Supreme Court Whistleblower Ruling, Already in Play
Well, we have our first instance of a company citing last month’s Supreme Court ruling against Dodd-Frank whistleblower protections to argue against a whistleblower retaliation award.
Bio-Rad Laboratories, ordered last year to pay $11 million in a whistleblower retaliation lawsuit, was back in court earlier this week arguing that its damages should be cut by more than 25 percent. Why? Because the whistleblower — Sanford Wadler, the company’s former general counsel — doesn’t qualify for the full amount under the Supreme Court’s Feb. 21 ruling Digital Realty Trust v. Somers, Bio-Rad’s lawyers said.
In that ruling, the Supreme Court said Dodd-Frank whistleblower protections only apply to people who first report their concerns to the Securities & Exchange Commission. Which Wadler did not do.
Hence Bio-Rad’s lawyers filed a memo with the 9th Circuit Court of Appeals on Monday, arguing that last year’s judgment based on Wadler’s Dodd-Frank claim should be vacated, along with $2.96 million damages attributable to that claim.
It’s unclear what might happen next in this specific case. Wadler originally had fears that Bio-Rad was violating the Foreign Corrupt Practices Act with bribery in China, and brought his concerns the Bio-Rad’s audit committee. The committee investigated, found no evidence of wrongdoing, and fired Wadler shortly thereafter in 2015.
Wadler sued, citing Dodd-Frank’s whistleblower protections. He won last at the district court level, and Bio-Rad appealed to the 9th Circuit. That case was still pending when the Supreme Court made its Digital Realty ruling.
The appellate court could remand the whole saga back to district court for further review, or side with Bio-Rad and cut the damages directly. We’ll have to wait and see.
Compliance in a Digital World…
Compliance professionals have a few issues to unpack here.
First are the implications of this move on all the other allegations of misconduct out there — above all, the allegations that thoughtful employees have yet to bring to compliance officers’ attention. Those people will look at this whistleblower drama-rama and think, “Whoa, dude might lose $3 million because he didn’t call the SEC first!” Then they’ll call the SEC, rather than you, their manager, or anyone else at the company.
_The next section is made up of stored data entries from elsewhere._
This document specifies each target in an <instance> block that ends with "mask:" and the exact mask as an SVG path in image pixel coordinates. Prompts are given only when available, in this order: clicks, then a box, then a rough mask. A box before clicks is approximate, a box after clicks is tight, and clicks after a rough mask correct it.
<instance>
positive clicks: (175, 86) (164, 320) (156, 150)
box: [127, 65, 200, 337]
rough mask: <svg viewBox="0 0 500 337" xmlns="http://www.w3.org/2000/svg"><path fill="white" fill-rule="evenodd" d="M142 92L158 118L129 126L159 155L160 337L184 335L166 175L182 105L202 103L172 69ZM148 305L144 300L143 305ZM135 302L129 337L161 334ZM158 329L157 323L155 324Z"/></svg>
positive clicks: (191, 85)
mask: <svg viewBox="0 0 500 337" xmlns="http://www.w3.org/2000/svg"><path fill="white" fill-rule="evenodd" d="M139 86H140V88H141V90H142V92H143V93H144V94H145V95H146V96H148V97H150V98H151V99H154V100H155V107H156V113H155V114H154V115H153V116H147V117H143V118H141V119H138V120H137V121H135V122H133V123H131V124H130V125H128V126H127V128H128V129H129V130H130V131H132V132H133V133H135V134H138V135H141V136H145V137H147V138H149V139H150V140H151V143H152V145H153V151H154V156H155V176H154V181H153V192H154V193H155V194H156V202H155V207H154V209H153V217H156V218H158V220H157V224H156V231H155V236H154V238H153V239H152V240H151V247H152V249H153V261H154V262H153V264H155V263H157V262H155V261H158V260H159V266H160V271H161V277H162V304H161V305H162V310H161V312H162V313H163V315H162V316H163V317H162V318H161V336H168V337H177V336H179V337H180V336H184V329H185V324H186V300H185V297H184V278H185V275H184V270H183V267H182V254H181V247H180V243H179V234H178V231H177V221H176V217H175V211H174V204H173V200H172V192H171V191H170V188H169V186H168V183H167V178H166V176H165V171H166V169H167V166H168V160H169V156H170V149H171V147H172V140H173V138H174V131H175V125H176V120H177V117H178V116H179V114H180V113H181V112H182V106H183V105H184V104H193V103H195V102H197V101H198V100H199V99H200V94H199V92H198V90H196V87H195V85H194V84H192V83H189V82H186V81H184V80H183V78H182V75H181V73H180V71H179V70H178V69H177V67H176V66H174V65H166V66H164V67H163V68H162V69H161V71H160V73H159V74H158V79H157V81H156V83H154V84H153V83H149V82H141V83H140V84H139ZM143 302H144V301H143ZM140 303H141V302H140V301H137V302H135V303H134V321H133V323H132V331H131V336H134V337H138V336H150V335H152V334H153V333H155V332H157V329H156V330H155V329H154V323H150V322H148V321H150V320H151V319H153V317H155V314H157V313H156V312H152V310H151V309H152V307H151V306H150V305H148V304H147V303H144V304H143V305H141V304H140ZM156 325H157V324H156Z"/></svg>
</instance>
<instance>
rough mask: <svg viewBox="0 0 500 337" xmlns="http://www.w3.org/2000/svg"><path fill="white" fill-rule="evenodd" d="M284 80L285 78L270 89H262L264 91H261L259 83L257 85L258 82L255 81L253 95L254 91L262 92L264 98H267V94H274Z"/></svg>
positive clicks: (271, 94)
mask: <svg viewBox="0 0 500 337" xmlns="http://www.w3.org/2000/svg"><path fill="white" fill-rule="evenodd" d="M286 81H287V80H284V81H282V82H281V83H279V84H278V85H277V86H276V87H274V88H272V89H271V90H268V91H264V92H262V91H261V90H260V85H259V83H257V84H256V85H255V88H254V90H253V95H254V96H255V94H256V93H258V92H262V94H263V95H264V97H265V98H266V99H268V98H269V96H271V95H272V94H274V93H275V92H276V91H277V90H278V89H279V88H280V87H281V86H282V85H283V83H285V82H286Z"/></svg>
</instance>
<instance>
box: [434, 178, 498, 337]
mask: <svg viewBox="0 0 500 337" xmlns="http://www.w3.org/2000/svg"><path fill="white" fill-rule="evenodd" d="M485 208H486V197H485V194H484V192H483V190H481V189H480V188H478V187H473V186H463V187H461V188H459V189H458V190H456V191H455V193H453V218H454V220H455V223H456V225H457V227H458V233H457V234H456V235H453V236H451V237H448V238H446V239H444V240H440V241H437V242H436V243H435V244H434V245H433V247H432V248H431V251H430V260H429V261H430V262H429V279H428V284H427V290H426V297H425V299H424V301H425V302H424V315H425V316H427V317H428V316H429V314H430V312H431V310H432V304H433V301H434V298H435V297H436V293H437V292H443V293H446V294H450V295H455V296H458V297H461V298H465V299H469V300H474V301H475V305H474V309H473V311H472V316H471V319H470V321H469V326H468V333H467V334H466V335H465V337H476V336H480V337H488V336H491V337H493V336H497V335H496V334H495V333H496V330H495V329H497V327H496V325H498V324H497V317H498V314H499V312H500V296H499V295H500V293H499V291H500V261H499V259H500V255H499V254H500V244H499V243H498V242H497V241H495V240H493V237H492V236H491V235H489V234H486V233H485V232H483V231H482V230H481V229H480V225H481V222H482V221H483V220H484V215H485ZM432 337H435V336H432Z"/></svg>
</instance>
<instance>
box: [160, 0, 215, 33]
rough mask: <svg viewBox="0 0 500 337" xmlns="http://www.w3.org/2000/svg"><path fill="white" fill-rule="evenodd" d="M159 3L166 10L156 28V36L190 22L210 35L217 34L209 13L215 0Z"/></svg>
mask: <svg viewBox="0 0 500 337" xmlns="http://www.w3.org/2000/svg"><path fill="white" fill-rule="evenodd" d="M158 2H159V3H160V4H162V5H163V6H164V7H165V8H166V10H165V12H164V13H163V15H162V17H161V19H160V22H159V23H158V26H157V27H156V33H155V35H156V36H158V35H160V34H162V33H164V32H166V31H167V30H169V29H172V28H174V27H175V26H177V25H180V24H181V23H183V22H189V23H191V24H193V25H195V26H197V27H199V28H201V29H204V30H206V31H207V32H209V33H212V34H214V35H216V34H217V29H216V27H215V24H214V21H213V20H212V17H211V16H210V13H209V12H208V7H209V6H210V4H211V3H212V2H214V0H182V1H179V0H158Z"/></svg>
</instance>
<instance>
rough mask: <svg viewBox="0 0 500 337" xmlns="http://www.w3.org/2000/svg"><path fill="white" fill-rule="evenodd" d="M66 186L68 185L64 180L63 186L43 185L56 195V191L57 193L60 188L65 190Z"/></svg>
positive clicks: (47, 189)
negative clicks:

I understand that Wadler is an imperfect vehicle to raise this point. He was Bio-Rad’s general counsel, and had a legal obligation to report his concerns internally. Who cares, other than legal theorists looking for hairs to split? In the real world, most employees don’t have that obligation. They’ll look right past it, to the larger lesson that if you can only secure whistleblower protections by first contacting the SEC, then you should first contact the SEC.
Second, we can’t fault Bio-Rad’s lawyers for raising this line of argument. Their job is to reduce Bio-Rad’s legal liability. The Digital Realty Trust decision gives them an avenue to do that.
Still, this tool that’s useful for the legal department also screws things up for the compliance department. As I said in an earlier post about this ruling: compliance officers still have the challenge of building strong a anti-retaliation culture, while legal departments use the Digital Realty ruling and undermine your message.
Digital Realty Trust will pit legal and compliance department interests against each other. That’s bad. I fear it will be especially bad for organizations where the compliance function answers into the legal department, because then the legal function’s interests will always win out.
Third, I suspect we have some Code of Conduct and policy implications that haven’t been fully explored yet. Namely, can a company still require employees to report allegations of misconduct internally, if that might somehow jeopardize their anti-retaliation rights under the Dodd-Frank Act?
For example, if your Code requires internal disclosure, which the employee fulfills, and then someone retaliates against him or her — does the employee now have no retaliation claim under the Dodd-Frank Act? That strikes me as unfair, and within spitting distance of pre-taliation risk that regulators already frown upon. Should policies be amended to state clearly that the employee gives up anti-retaliation rights unless he or she also reports to the SEC simultaneously?
I can foresee questions like that, around what duties a company has to tell employees about the possible consequences of their actions. And again, getting back to the difference between legal and compliance functions — even if outside counsel gives you an answer that’s correct under the law, what’s the best answer in the real world, where ethics and compliance officers work with actual human employees?
The Digital Realty Trust ruling was always going to usher in a new world of complexity for corporate compliance officers. Now it’s here.